От девочки, казалось, исходило некое экстатическое сияние. Ее округлые, точно жемчужины, зубки сверкали в улыбке, глаза сияли победоносной радостью.
— Нет, никаких попыток больше не предпринимай!
— Но, Эльва, почему бы…
— Потому что я не хочу, чтобы у меня отнимали силы, чтобы на меня накладывали еще какие-то чары. И, самое главное, потому что я поняла, что действительно могу не обращать на них никакого внимания! — Она вцепилась в подлокотники своего кресла, дрожа от возбуждения. — Да!

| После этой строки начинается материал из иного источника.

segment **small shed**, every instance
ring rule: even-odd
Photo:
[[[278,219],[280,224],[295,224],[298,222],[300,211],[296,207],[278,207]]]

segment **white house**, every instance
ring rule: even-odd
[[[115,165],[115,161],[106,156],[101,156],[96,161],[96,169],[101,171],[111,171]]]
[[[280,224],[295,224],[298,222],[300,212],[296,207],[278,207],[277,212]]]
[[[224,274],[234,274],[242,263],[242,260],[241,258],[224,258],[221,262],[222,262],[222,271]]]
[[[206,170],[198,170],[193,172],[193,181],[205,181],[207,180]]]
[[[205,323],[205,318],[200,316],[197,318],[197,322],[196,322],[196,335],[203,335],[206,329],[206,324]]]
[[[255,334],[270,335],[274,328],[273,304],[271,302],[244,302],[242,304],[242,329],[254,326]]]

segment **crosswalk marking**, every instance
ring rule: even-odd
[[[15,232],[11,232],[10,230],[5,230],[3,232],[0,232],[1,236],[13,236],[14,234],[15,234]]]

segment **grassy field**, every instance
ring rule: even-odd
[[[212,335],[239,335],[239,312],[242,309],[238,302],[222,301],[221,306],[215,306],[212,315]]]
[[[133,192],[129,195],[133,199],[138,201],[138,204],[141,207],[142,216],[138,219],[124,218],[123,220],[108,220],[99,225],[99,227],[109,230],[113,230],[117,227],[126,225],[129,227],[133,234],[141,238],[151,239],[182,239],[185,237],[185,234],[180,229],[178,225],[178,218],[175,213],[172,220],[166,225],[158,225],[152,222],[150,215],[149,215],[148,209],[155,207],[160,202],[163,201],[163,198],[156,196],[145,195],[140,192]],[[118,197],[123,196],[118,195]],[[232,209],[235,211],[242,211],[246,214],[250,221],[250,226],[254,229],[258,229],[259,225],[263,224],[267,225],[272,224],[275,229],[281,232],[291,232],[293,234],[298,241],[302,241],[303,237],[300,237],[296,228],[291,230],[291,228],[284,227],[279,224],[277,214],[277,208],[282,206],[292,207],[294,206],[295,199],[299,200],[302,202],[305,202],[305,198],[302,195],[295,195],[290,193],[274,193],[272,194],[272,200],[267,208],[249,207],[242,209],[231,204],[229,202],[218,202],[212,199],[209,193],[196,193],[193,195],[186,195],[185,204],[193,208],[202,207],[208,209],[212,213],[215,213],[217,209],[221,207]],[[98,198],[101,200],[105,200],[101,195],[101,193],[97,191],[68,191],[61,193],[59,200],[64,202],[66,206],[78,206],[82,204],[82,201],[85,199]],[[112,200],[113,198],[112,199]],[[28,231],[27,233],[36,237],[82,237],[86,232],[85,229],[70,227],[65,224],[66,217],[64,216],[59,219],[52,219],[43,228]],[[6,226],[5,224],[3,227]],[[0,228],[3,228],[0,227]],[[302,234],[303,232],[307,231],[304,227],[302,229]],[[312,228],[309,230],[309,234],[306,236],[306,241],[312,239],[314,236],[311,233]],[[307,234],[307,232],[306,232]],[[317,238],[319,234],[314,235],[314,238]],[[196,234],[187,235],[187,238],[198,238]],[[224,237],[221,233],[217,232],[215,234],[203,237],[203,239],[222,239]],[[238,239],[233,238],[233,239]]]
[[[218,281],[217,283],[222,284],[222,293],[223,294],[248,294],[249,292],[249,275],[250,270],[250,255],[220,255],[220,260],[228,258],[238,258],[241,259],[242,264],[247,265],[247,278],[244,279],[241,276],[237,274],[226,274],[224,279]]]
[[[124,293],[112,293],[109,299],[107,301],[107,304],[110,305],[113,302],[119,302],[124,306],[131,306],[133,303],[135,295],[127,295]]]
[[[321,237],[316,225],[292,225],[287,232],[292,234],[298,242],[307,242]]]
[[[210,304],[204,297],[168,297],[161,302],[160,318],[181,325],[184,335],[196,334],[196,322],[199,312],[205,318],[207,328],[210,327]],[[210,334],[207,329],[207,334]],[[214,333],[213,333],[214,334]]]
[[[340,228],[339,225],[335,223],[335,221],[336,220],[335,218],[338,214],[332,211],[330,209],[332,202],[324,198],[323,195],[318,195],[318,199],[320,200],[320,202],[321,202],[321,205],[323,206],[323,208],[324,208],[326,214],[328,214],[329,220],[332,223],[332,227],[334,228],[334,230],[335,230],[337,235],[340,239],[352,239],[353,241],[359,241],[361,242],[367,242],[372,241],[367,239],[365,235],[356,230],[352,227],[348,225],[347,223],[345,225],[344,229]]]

Не испытывая потребности помогать каждому, кто испытывает страдания, я могу заставить себя отрешиться от этого, попросту не обращать на этих людей внимания. И мне от этого ничуть не становится хуже! Теперь я могу не слышать стонов человека, которому отрезали ногу, могу даже не взглянуть на ту женщину, что сильно обожгла себе руку. Я всех их могу полностью игнорировать, сама совершенно не страдая при этом! Я, правда, не могу сделать так, чтобы совсем не слышать их жалоб, во всяком случае пока, но все равно — великие боги! — какое же это огромное облегчение! Тишина. О благословенная тишина! Больше никаких жалоб на бесконечные раны, царапины, ушибы и переломы! Никаких треволнений и душевных мук, которые доводят легкомысленных юнцов до самоубийства! Никаких сопереживаний брошенным женам или мужьям-рогоносцам! Больше никаких, тысячекратно повторенных стонов раненых, которых так много на этой войне. И я больше не желаю испытывать тот леденящий душу ужас, с которым люди уходят в мир вечного мрака! — Эльва рассмеялась, хотя по щекам у нее катились слезы, и от этого хрипловатого, но вместе с тем мелодичного смеха у Эрагона волосы на голове встали дыбом.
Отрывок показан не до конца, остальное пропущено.